As a case in point regarding the unreliability of involved scientists: your reference number 6 repeatedly states that there is “no evidence for a laboratory origin of SARS-CoV-2”, while citing arguments around the location of initial cases and phylogeny of SARS-CoV-2 as evidence for a zoonotic emergence. However, a survey of BSL-3 facilities in China found that 53% of associated coronavirus-related Nature publications were produced by Wuhan-based labs between 2017 and 2019, and it is extremely implausible that Wuhan bears 50% of the risk for novel zoonotic virus emergence in all of China! (it’s possible that the authors of that survey erred—the do seem ideologically committed to the lab leak theory). Furthermore, I have to the best of my ability evaluated arguments about the presence of the furin cleavage site in the SARS-CoV-2 genome and my conclusion is that it is around 5 times as likely to be present in the lab origin scenario (accounting the fact that the WIV is an author on a proposal to insert such sites into SARS-like coronaviruses; also, I consider anywhere from 1.1 to 20 times as likely to be plausible). One can debate the relative strength of different pieces of evidence—and many have—but the claim that there is evidence on one side and none on the other is not plausible in my view, and I at least don’t trust anyone making such a claim is able to capably adjudicate questions about risks of certain kinds of pathogen research.
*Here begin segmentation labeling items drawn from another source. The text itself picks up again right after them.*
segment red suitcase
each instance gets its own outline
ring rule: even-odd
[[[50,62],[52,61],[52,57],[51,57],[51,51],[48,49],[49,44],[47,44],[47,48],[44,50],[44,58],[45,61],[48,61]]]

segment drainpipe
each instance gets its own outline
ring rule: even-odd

(not that it’s especially relevant, but I currently think the case for zoonosis is slightly stronger than the case for a lab leak, I just don’t think you can credibly claim that there’s no evidence that supports the lab leak theory)
A little bit of proof reading
confidently
You likely don’t know
Thanks! I do broadly agree with your points. I linked reference 6 as an example of the benefits and nuances of dual-use research, but don’t / shouldn’t comment on COVID-19 origins and their views expressed on it.
I’m not that knowledgeable on the biosecurity field, but from afar I’ve thought that working biosecurity EAs tend to be some of the more collaborative, professional, and respectful of non-EA contributions. And this post is an example of that, thanks for sharing.
Do you have any additional sources you’d recommend? Things you didnt add to the initial list for whatever reason? I’d like to read widely on this topic.
Thanks! I don’t have any other one’s I broadly recommend but happy to share topic specific resources if there’s something in particular you’re interested in.
Great! Might reach out in a few weeks (when I plan to dive into bio resources)
Great post! This matches closely with the lessons I’ve learned and advice I’ve given after working with virologists and biosafety professionals. I’d also give a plug for the book Biosecurity Dilemmas for anyone who wants to do a deeper dive in the trade offs in this space.